Duewell et al. transplanted NLRP3-/- and IL-1α/β-/- bone marrow cells into LDL-deficient mice and found that the knockdown of these inflammatory components reduced the formation of atherosclerotic lesions (Christ et al. , 2018). Similarly, caspase-1 deficiency significantly reduces macrophage infiltration and the formation of atherosclerotic lesions in ApoE-/-mice (Usui et al. , 2012). Other studies showed that NF-κB activation triggered IL-1β and NLRP3 transcription and ox-LDL could induce IL-1β release (Latz et al. , 2018; Zhang et al. , 2018). Based on these premises, we proposed whether ATO played an atheroprotective role by inhibiting the pyroptosis caused by NLRP3 inflammasome activation. Firstly, we observed that macrophages in ApoE-/- model mice aortic tissue showed characteristics of pyroprosis. In addition, we demonstrated that ATO inhibited NLRP3 expression at the transcriptional and translational levels in vivo and in vitro . Expression of mature caspase-1 and IL-1β, which were downstream effector molecules of NLRP3, were also reduced by ATO treatment in vivo and in vitro . Taken together, these results indicate that ATO inhibits IL-1β secretion and caspase-1 activation by NLRP3 inflammasomes. Hence, we demonstrate the underlying protective effects of ATO against atherosclerosis and provide mechanistic insights into its atheroprotective effects.

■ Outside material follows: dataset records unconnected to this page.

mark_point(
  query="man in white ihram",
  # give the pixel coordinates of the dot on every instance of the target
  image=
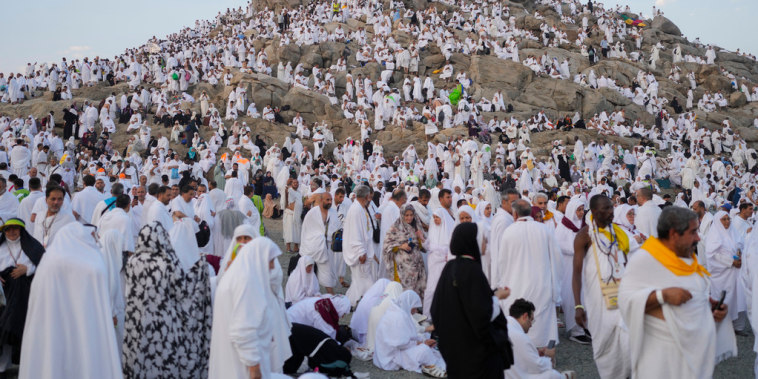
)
(356, 245)
(664, 300)
(314, 240)
(527, 262)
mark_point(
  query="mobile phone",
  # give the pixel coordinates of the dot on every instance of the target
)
(721, 301)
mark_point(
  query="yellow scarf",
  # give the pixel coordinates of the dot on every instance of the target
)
(621, 238)
(671, 261)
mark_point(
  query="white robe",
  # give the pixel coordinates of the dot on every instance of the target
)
(684, 344)
(84, 202)
(356, 242)
(313, 244)
(159, 212)
(610, 338)
(527, 363)
(500, 223)
(247, 322)
(119, 220)
(397, 346)
(646, 219)
(300, 283)
(47, 228)
(438, 249)
(69, 326)
(8, 206)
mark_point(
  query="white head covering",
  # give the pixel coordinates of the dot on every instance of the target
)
(241, 230)
(469, 211)
(571, 208)
(480, 212)
(71, 280)
(619, 216)
(252, 267)
(301, 284)
(718, 237)
(391, 292)
(372, 297)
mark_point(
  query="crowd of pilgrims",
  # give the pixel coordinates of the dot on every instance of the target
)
(161, 263)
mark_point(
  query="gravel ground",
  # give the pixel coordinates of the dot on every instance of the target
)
(569, 355)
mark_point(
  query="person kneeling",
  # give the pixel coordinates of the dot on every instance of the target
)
(528, 361)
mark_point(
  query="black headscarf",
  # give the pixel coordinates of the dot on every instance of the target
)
(463, 241)
(31, 247)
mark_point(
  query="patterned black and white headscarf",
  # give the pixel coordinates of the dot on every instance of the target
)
(168, 311)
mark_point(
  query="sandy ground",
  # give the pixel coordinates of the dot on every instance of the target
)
(569, 355)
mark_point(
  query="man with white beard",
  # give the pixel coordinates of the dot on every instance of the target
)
(527, 262)
(314, 241)
(647, 213)
(356, 245)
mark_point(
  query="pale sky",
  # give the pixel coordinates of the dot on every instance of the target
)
(46, 30)
(724, 23)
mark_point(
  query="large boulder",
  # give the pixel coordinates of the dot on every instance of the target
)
(665, 25)
(311, 105)
(492, 72)
(737, 99)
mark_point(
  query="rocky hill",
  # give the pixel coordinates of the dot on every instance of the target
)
(523, 89)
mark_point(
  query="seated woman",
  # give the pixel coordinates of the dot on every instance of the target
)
(271, 208)
(403, 344)
(321, 313)
(302, 283)
(402, 252)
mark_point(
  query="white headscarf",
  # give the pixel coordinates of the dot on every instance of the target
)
(301, 284)
(718, 236)
(183, 239)
(252, 266)
(391, 292)
(372, 297)
(241, 230)
(468, 210)
(619, 216)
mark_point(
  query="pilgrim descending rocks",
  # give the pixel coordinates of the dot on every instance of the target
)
(250, 327)
(167, 310)
(20, 255)
(538, 256)
(69, 326)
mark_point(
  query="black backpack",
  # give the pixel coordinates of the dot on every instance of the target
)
(337, 241)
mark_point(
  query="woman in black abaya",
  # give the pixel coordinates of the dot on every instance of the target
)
(473, 336)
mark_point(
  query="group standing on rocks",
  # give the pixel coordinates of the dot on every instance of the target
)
(461, 256)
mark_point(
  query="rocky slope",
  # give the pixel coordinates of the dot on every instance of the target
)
(527, 92)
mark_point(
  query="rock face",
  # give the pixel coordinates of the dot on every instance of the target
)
(524, 90)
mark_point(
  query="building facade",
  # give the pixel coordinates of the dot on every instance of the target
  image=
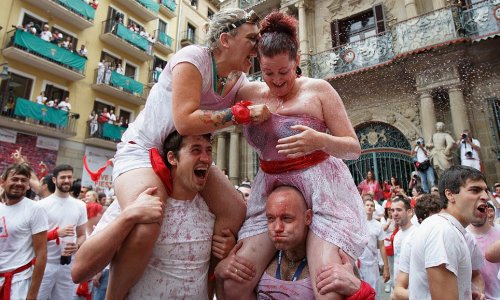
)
(127, 44)
(400, 67)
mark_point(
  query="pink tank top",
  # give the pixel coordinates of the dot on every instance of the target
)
(272, 288)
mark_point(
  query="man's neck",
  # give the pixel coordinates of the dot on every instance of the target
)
(480, 229)
(61, 194)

However, this study had a few limitations. Firstly, whether ATO inhibits NLRP3 transcription by inhibiting the TLR4/NF-κB signalling pathway lacks direct evidence and is worthy of further investigation. Secondly, in this study, we focused on the role of ATO in regulating lipid metabolism and inflammatory responses in atherosclerosis. However, other mechanisms, such as those underlying macrophage activation or other processes related to the atherosclerosis progression, need further investigation. Thirdly, although our chosen dosage is not significantly toxic and may be clinically useful in this experimental period, it remains unknown whether the side effects of ATO are cumulative over time. Herein, whether long-term treatment of ATO has side effects needs further observation. Lastly, there are important differences between animals and humans, and thus, additional work is needed to fully explore whether the results obtained herein are also applicable in humans.
In summary, we confirmed that ATO had protective effects against the progression of atherosclerosis and instability of atherosclerotic plaques in ApoE-/- model mice. Thus, the use of ATO to inhibit macrophage lipid endocytosis and inflammatory responses may represent a potential atheroprotective strategy.